I need to concentrate when I am getting things shoved up my ass.

So that was a fail.

But later, there was this:

red enema bag

So here’s the deal. There’s a certain kind of enema play that <ahem> I like.

Yeah, I’m a little embarrassed to even admit that. But okay, “TMI” and all that…but it’s true! And when we added the enema to the Anal August goals I was all, “Cool! Enema & orgasm…yumm!”

Yeah. Not so much.

This was W’s idea of an enema scene:


In the basement, in a horribly uncomfortable position, with my hands and legs TIED so I wasn’t going anywhere, no matter how bad it got. And, to make matters worse, he did this:


So I couldn’t even beg him in anything other than grunts and squeals when it was too much.
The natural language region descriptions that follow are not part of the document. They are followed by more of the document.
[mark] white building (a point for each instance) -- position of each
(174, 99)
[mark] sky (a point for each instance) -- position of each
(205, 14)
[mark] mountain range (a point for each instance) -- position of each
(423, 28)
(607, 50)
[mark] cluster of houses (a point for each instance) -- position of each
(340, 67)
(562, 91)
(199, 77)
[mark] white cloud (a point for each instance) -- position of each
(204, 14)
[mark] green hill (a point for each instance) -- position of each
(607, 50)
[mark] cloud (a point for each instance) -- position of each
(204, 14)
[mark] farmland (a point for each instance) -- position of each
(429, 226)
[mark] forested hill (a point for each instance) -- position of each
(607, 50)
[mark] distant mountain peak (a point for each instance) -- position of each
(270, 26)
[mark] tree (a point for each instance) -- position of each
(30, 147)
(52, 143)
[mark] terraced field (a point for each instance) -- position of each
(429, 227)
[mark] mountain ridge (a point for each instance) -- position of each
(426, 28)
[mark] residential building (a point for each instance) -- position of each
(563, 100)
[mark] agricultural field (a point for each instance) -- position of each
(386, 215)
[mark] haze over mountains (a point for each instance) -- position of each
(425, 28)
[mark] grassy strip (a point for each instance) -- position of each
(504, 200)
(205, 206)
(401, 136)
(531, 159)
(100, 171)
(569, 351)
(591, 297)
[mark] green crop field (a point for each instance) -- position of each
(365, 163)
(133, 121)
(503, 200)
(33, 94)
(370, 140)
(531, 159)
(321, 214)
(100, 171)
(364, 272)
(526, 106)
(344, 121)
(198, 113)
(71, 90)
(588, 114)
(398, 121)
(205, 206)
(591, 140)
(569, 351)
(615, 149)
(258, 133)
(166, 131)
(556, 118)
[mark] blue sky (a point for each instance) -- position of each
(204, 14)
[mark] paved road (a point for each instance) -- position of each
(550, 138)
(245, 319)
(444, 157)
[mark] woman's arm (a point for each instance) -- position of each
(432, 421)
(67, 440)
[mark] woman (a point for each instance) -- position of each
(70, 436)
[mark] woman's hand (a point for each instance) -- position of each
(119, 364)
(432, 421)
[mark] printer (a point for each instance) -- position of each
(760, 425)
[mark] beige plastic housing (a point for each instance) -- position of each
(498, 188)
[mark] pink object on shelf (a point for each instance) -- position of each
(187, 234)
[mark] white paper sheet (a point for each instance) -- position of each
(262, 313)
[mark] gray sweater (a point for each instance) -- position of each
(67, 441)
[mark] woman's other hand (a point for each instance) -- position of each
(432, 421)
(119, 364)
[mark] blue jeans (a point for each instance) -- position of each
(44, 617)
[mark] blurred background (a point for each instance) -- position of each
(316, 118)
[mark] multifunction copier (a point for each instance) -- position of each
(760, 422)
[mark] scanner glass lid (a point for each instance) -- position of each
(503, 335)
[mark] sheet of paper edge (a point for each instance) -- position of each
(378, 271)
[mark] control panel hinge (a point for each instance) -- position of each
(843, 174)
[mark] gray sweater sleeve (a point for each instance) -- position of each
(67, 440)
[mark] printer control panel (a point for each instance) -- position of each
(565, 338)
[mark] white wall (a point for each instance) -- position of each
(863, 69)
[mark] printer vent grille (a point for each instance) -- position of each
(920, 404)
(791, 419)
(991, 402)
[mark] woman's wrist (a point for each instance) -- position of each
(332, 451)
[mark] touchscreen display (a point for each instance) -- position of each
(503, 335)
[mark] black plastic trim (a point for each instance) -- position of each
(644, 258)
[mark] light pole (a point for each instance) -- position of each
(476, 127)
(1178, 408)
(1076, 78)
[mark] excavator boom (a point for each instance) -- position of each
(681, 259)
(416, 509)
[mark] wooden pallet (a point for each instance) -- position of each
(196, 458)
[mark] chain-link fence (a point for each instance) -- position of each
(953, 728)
I will say this for the man, though, he was brave. He took some shots from behind and below (NO, I won’t share those!) that could have been…disastrous. As it was, it almost was disastrous… (would have served him right, wouldn’t it?!?)


That really was the most miserable enema scene I’ve ever done, but it was soooo like W to do it that way. Afterward, I didn’t even ask for an orgasm. I had no desire for one. No wonder when he said we were going to do the scene (without sharing his “vision” of it) and I asked to bring my hitachi with us, he gave me a weird little smirk. “Su-u-u-r-e,” he said. The big meanie.

Last but not least, W did manage to make a really functional and comfortable harness for my njoys, and I wore it all day one day while we did all kinds of fun, naughty, nasty, and vanilla things.

Things I will tell you all about in a separate post! :-)

So, another (mostly) successful Anal August!